For more information, contact Sr. Carmelyn Gentrup at (920) 469-3437 or [email protected]
Van Caster looks forward to outreach ministry opportunities
ALLOUEZ — Judy Van Caster sees a connection between her volunteer work and the outreach provided by A New Genesis Community. That connection prompted her to formally say “yes” to the community after more than four years of attending meetings. Last weekend, Van Caster was welcomed as a candidate. She will guided by two sponsors during her candidacy period before becoming an associate member.
“I took a long process, a lot of prayer and discerning,” said Van Caster, a member of St. Norbert College Parish, De Pere. “I respect all of the women involved. They want to continue to evolve as times change, as people change. They do a lot of good things. Their outreach is what I believe in strongly, and peace and justice, which is also very close to my heart.”
Van Caster’s volunteer efforts include teaching in the re-entry program at Green Bay Correctional Institution and Sanger B. Powers Correctional Center, Oneida, where she also works in restorative justice.
“I have really enjoyed working with (inmates),” she said. “I always go in and say, ‘You are good people who have made poor choices.’ A lot of us on the outside have made a lot of stupid mistakes and poor choices, but we are not locked up.”
If people question why she reaches out to those incarcerated, “they get an earful,” she said.
“The justice system is really skewed, especially towards minorities,” she said. “Our prison system is in need of repair. I mostly talk about the good people that I’ve met in prison. There are a lot of good men there.”

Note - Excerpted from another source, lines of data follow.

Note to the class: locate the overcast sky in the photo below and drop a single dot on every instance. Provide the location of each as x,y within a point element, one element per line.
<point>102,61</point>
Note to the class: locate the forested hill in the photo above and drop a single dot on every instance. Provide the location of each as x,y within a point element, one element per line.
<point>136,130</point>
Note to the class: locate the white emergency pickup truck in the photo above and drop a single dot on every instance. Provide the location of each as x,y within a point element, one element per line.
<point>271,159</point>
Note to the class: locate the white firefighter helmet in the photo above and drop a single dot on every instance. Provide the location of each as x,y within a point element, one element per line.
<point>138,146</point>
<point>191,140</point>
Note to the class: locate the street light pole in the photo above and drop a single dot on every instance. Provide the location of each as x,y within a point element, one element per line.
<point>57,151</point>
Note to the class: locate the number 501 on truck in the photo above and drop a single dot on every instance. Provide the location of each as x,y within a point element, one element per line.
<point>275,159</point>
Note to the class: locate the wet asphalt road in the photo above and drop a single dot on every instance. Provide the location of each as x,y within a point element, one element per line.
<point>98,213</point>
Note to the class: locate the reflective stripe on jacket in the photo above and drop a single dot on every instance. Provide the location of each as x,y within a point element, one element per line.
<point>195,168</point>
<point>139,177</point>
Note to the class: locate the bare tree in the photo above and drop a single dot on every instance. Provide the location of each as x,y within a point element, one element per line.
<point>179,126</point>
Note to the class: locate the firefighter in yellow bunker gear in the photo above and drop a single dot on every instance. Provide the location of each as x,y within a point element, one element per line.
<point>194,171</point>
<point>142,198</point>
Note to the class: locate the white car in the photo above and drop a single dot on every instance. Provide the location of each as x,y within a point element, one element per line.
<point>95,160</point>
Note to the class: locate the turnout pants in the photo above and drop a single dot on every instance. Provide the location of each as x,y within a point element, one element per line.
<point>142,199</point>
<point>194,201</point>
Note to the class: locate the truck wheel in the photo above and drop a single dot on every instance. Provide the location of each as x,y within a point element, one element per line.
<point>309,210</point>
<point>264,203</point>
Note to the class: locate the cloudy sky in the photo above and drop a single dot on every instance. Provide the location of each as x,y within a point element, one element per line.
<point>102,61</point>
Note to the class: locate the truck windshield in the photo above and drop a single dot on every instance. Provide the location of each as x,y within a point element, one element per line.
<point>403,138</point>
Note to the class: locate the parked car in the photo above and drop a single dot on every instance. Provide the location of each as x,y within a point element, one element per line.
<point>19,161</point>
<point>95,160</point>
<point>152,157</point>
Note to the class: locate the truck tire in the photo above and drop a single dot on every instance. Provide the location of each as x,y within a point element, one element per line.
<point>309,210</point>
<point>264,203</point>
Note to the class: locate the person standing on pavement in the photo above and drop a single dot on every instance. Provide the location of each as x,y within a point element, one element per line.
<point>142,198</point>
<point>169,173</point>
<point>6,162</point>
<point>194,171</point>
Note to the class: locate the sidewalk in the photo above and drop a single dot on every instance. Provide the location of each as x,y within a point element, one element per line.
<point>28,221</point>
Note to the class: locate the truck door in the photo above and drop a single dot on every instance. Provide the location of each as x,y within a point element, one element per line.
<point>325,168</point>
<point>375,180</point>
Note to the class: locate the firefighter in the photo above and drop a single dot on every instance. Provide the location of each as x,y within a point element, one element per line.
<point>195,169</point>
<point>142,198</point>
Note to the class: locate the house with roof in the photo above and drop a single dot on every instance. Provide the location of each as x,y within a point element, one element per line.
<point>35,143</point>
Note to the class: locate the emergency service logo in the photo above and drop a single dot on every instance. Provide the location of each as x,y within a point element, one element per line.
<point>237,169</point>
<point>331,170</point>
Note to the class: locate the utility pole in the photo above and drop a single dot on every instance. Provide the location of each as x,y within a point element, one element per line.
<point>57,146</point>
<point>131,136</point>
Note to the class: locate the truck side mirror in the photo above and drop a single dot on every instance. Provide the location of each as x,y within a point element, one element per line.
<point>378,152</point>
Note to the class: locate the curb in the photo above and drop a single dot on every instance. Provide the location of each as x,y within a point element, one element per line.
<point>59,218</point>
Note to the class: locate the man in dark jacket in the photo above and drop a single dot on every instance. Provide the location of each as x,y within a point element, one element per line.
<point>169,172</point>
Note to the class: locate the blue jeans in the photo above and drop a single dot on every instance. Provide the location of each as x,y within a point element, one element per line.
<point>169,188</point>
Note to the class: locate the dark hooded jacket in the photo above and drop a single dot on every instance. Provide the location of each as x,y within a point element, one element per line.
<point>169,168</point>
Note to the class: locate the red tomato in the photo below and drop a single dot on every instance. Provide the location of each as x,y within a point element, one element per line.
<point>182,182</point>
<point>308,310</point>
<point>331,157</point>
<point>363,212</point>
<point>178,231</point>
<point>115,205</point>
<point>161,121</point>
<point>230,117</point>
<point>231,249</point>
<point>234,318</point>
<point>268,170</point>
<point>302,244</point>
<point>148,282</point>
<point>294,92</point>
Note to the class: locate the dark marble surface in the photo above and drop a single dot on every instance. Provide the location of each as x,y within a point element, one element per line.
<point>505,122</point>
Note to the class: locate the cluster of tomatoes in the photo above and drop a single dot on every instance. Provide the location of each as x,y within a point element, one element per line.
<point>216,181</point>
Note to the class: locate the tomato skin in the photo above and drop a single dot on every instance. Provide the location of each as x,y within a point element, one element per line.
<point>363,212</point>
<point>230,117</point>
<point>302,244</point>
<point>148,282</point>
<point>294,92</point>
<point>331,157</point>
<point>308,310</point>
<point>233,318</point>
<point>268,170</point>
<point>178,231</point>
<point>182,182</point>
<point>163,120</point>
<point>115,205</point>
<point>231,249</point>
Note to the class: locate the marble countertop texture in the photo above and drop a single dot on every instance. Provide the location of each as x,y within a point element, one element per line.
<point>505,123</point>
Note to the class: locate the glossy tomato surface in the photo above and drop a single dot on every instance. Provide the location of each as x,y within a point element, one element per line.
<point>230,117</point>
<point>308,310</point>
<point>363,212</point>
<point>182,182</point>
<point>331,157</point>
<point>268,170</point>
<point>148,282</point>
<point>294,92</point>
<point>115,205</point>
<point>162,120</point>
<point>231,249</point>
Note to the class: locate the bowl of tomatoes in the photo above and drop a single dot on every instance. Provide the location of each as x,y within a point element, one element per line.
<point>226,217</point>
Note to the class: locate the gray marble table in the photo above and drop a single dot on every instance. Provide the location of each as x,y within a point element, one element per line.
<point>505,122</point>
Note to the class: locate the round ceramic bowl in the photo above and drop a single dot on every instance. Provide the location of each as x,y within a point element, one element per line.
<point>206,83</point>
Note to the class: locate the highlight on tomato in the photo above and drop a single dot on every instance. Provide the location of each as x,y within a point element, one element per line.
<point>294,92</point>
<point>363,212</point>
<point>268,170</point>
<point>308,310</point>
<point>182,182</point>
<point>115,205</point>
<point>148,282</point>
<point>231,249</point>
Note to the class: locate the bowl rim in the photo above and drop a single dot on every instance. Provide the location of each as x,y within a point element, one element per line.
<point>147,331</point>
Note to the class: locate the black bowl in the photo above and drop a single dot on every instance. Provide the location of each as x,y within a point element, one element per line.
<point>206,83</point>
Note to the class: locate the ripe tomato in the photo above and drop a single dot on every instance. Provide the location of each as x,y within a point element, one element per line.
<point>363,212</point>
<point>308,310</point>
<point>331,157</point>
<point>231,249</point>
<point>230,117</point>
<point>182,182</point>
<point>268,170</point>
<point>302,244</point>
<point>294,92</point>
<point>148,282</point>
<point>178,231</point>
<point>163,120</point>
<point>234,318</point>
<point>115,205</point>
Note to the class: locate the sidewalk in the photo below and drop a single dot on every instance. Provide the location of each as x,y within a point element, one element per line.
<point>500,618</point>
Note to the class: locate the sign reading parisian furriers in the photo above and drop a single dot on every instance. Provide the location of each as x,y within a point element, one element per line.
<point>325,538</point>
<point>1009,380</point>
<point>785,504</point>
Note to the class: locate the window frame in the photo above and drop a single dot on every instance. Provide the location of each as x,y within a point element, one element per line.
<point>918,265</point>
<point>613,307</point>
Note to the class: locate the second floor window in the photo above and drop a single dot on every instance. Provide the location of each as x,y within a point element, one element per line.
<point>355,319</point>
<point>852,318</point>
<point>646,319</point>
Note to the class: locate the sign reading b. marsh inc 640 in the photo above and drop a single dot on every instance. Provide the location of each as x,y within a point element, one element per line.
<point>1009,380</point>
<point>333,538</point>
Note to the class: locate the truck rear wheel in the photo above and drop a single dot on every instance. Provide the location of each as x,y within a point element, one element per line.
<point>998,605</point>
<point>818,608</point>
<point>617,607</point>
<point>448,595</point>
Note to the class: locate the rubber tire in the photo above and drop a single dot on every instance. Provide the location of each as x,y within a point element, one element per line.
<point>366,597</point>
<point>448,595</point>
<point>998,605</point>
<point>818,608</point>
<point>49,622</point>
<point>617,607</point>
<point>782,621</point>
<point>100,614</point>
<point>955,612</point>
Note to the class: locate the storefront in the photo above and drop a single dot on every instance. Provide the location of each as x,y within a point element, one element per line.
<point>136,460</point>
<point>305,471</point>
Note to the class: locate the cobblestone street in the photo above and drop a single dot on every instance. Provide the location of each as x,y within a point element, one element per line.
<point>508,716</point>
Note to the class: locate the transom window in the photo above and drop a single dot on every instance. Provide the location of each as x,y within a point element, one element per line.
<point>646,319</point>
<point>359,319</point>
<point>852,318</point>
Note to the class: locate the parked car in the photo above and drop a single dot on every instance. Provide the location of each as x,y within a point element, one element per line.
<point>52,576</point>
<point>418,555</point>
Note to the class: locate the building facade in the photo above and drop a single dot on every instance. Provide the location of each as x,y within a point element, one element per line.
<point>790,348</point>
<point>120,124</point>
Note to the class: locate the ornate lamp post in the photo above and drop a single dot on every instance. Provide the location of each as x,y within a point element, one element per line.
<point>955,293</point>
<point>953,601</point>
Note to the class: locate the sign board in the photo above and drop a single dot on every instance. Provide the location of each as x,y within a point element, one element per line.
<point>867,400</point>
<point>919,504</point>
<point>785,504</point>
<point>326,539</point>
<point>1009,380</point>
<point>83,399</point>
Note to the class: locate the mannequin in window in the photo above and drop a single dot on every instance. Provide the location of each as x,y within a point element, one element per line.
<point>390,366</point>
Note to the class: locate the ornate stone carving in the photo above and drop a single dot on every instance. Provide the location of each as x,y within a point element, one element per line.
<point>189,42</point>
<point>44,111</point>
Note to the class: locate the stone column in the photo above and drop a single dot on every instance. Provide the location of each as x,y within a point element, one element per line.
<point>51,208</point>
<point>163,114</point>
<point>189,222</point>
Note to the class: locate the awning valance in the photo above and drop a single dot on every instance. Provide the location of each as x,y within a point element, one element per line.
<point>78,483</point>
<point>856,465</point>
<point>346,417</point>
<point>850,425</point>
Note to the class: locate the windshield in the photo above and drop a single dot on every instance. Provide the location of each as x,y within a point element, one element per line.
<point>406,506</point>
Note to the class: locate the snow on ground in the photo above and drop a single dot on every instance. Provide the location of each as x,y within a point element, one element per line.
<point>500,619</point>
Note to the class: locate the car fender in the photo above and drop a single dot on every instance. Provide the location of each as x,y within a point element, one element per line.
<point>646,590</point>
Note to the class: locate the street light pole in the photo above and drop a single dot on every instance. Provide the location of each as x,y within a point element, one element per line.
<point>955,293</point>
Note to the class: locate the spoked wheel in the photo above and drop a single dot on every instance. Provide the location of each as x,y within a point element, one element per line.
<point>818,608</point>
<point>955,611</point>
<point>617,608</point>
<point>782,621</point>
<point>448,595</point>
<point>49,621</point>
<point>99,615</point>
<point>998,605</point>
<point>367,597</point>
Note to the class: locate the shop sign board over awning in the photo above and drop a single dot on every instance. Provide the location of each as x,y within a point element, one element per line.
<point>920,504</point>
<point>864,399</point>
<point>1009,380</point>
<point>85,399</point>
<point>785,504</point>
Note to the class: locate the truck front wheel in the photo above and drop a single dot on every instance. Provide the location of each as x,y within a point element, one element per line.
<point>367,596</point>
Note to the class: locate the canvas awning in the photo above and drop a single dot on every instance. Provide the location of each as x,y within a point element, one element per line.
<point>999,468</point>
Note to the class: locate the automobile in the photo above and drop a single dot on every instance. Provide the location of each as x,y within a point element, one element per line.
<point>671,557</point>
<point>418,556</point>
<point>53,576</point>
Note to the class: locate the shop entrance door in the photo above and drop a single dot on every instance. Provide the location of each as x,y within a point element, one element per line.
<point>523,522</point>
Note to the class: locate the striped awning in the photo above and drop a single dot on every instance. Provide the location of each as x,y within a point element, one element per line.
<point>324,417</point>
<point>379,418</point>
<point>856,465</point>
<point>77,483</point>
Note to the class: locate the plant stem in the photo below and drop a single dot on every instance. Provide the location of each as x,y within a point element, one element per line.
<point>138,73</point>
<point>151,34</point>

Van Caster, who has a degree in natural health, works with essential oils and herbs, stone massage and healing hands. She also hosts prayer and healing gatherings at her home and facilitates retreats for women. She serves on the peace and justice committee at her parish and leads monthly peace gatherings at the church. Her ministry background includes 34 years as a director of religious education and youth ministry. She served at St. Francis and St. Mary in De Pere, St. Jude in Green Bay, Nativity of Our Lord Parish in Ashwaubenon and half-time at St. Norbert College Parish.
“I loved my work, which a lot of people can’t say,” she said. “I worked mostly with teenagers, middle school and high school students. I loved doing retreats for the young people.”
Van Caster, the mother of five grown children and grandmother of six, retired from parish ministry eight years ago, when her husband, Ron, became ill. He died six years ago.
Van Caster, who is from Green Bay and grew up as a member of St. Philip the Apostle Parish, plans to continue her outreach as an associate member of A New Genesis Community.
“I would like to be more connected and to learn from them,” she said. “I like their ideas. It sort of enhances what I’m doing, which is part of the whole reaching out. They reach out to the community to try to help and serve.
“It’s a good thing for me,” she added. “It will give me an opportunity to get involved in some of their committee work. I’m looking forward to that. I’ve been kind of on the outside looking in and now it’s time to move forward.”